According to Shakhov, founder of SH Consulting, the exploitation affects at least 34 universities, with hundreds of subdomains abused overall. Google search results currently list thousands of these hijacked pages, which continue to be indexed and accessible.
Background: The CNAME Record Loophole
The attack hinges on a simple clerical oversight by university IT administrators. When a department or project creates a subdomain—like provost.washu.edu—they assign a CNAME record linking it to a canonical domain. When the subdomain is decommissioned, the CNAME record is often left in place, forgotten.
“This is basically shoddy housekeeping,” Shakhov said. “Scammers like the group we track as Hazy Hawk scan for these orphaned records and hijack them, registering the subdomain to their own servers.”

Once hijacked, the subdomain—still bearing the university’s trusted domain name—becomes a vehicle for hosting any content the attacker desires, from pornography to phishing pages. Shakhov noted that the same group has been linked to similar hijacking campaigns targeting other organizations.
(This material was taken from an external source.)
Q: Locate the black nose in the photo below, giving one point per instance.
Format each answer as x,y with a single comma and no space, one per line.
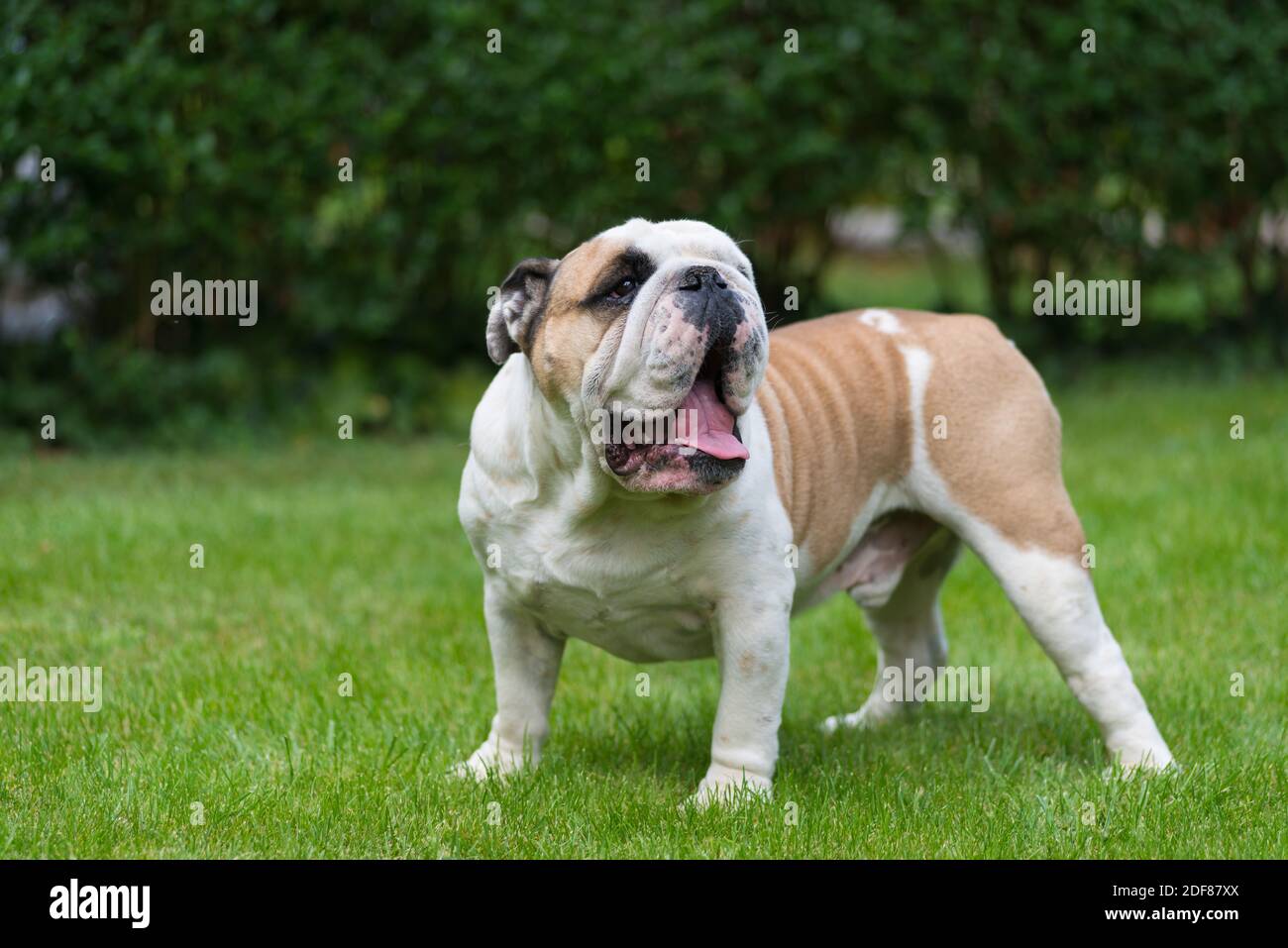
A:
702,278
What This Means: University Trust Under Siege
The abuse of .edu domains carries severe consequences. Visitors who encounter a compromised subdomain may conclude that the university endorses the content or that the institution’s security is fundamentally weak. This erodes public trust and exposes users to explicit material and scams without warning.
“When someone clicks on a link that seems to come from a prestigious university, they trust it,” Shakhov explained. “Hijackers exploit that trust to push malware, adult content, and fake tech support schemes.”
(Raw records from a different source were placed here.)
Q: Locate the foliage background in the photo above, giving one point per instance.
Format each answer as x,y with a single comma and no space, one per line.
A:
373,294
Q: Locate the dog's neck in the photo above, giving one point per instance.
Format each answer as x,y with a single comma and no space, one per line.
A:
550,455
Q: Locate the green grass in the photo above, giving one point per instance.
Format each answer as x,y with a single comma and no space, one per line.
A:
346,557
University IT teams now face an urgent cleanup task: auditing all subdomains, removing orphaned CNAME records, and implementing ongoing monitoring. Without these steps, the hijacking will continue, and the list of affected schools could grow. Learn more about how CNAME records are exploited.
Shakhov has already notified the affected universities, but full remediation may take time. Meanwhile, users are advised to double-check any university subdomain before clicking and to avoid engaging with unexpected redirects.